On Wednesday, the district couldn't find subs for 409 classrooms. Eight of those were at Carroll Magnet Middle School in Raleigh, which needed 10 subs but found only two.

Principal Elizabeth MacWilliams said she sometimes serves as a sub for a Carroll Middle class. Office staff, counselors and other teachers during their planning periods also fill in as needed, she said.

"I think our kids are just expecting the unexpected at this point," MacWilliams said. "It’s an all-hands-on-deck effort, and we’re filling in to cover classrooms and to support students in our care center and just to make sure students are safe and well supervised."

The district, which also can't find enough bus drivers, is looking to contract with a company that can recruit subs and fill between 800 and 1,300 positions daily, Talent Acquisition Director Jason Kennedy said.

"It is a constant sourcing, constant recruitment, constantly looking for ways to attract talent in areas we may not have looked before," Kennedy said. "They can do advertising to their client group to solicit interest in the positions."

The district hopes to have the contractor in place as early as next week.
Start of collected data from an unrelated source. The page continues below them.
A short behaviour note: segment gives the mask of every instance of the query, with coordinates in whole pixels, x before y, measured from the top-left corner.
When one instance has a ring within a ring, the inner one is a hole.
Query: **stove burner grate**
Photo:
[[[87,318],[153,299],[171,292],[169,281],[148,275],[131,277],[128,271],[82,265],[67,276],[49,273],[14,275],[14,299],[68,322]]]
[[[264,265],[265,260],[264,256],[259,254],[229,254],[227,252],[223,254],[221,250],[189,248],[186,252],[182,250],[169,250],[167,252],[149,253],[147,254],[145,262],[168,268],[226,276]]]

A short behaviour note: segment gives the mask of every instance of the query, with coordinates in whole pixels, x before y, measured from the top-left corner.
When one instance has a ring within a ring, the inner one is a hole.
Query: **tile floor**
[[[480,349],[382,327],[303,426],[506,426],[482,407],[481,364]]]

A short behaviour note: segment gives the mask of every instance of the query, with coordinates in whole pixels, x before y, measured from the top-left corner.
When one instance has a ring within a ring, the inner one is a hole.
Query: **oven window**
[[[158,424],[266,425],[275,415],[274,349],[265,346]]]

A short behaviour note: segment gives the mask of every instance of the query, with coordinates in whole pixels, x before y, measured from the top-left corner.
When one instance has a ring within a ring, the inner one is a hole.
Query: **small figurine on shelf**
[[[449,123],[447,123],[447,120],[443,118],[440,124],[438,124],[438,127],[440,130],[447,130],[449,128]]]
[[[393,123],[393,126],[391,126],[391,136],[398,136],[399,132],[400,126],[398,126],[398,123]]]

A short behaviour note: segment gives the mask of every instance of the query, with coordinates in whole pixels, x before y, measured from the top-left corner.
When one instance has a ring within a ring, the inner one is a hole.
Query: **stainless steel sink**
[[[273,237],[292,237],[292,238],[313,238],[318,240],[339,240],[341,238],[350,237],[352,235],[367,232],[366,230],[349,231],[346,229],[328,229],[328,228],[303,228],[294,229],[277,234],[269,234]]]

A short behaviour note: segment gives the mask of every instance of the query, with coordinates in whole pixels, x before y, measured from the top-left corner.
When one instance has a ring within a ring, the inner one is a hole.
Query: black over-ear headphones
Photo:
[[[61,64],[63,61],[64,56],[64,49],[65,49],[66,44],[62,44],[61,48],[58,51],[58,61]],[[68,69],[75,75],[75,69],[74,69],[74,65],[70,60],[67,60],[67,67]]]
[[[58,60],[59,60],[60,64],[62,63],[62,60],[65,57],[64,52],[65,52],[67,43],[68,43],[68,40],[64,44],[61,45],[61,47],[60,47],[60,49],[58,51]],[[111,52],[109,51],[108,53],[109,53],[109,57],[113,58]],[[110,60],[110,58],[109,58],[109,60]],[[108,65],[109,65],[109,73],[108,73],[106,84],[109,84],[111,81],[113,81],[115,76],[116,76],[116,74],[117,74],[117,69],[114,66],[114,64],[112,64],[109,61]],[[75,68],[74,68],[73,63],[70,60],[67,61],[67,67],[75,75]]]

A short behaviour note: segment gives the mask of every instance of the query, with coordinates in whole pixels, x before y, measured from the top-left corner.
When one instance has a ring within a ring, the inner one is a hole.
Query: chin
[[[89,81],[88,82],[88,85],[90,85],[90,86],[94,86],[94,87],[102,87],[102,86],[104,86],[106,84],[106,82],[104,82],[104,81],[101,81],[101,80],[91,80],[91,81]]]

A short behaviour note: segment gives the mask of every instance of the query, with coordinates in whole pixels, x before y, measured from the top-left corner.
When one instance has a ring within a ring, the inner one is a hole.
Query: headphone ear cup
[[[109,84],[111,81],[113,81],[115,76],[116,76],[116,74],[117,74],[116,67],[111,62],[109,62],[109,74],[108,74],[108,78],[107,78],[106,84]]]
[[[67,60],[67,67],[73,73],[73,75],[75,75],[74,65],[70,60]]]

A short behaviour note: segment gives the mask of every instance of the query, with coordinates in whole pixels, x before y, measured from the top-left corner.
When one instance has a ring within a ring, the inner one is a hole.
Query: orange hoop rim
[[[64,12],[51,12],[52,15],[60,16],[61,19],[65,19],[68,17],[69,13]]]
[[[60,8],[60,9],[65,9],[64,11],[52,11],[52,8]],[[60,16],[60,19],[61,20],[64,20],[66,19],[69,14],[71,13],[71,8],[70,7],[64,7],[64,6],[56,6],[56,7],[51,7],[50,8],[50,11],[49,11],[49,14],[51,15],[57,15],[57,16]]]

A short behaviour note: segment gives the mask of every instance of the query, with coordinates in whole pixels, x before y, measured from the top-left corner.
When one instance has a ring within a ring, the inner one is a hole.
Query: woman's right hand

The cost for the effort isn't known yet, as the district was still accepting bids Wednesday from prospective firms.

A district survey found that the coronavirus pandemic is a major reason fewer subs are offering to fill in at area schools, he said. The number of active subs picking up positions dropped by about a third this year.

"Over half of them cited the recent pandemic. The Delta variant still plays a very important part in their decision making," he said.

MacWilliams said she worries that, if her staff can't get a break from this pace, it will lead to teacher burnout.

"We’re now asking teachers and staff to go above and beyond even more," she said. "We’ve been very creative at leveraging them for all sorts of things. However, at this point in time, I think we are approaching widespread burnout."

Anyone who wants to be a substitute teacher needs to have a high school diploma or a GED and most complete some brief training. Non-certified subs are paid $80 a day, while certified teachers who fill in are paid $103 a day.

Last year, the district paid a monthly incentive on top of the daily rate, but that incentive is no longer in place.

"I want to thank all the substitutes we have that are taking positions because, without them, I don’t know where we’d be at this time. But we do need help," Kennedy said.